The United Nations Wednesday said it had released $5 million to help flood victims in Nigeria, where the rainy season has killed more than 300 people and caused widespread damage.
The money from its Central Emergency Relief Fund will help “scale up the flood response and address critical needs in three of the most flood affected states in Nigeria,” the UN said in a statement. They are Borno and Bauchi in the northeast, and Sokoto in the northwest.
The flooding has affected more than 1.2 million people in at least 31 out of Nigeria’s 36 states in the West African country, according to the National Emergency Management Agency (NEMA).
Around 127,500 hectares of farmland have also been affected.
“Floods across Nigeria have created a crisis within a crisis,” said Mohamed Malick Fall, the UN coordinator in Nigeria.
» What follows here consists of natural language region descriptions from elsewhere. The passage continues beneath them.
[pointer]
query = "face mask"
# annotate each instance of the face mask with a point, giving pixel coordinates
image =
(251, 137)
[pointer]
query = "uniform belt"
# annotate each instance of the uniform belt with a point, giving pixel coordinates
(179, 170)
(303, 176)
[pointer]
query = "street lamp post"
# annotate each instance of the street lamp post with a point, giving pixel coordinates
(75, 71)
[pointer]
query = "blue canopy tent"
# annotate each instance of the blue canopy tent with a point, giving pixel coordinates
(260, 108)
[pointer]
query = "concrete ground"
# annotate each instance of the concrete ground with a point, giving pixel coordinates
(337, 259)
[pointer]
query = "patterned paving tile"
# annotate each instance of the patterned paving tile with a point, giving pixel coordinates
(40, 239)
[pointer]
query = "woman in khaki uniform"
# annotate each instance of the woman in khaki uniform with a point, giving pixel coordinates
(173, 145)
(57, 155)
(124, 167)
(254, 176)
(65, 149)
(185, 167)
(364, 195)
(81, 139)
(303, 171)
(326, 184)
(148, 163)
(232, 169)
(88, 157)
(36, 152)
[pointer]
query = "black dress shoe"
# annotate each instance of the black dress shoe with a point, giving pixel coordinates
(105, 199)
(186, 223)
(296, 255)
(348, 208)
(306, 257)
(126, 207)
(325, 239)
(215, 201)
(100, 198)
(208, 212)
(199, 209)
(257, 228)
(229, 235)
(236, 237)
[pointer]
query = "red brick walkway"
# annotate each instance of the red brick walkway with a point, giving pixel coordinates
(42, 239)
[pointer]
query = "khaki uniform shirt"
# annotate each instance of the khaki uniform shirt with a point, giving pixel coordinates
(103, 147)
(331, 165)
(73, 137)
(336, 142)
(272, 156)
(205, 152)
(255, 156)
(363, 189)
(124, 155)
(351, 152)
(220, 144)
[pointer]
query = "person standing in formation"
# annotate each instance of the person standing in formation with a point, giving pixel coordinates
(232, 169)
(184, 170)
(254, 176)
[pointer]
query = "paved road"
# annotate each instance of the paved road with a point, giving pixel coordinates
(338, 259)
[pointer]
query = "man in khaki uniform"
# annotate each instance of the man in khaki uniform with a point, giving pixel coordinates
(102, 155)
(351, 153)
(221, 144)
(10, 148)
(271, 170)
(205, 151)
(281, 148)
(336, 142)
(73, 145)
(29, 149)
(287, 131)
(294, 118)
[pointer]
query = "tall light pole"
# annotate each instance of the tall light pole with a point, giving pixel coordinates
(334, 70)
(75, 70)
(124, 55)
“Millions of people were already facing critical levels of food insecurity before the floods because of economic hardships that have made it exceedingly difficult for the most vulnerable to feed themselves and their families.
“The floods have compounded people’s suffering.”
The latest emergency aid is in addition to the $6 million already released by the Nigerian Humanitarian Fund.
Several Nigerian states hit by flooding have seen rises in the cases of cholera.
Last month, severe flooding disaster killed at least 31 people and forced around 400,000 out of their homes in northeastern city of Maiduguri, the Borno state capital.
In 2022, more than 500 people died and 1.4 million were displaced in the country’s worst floods in a decade.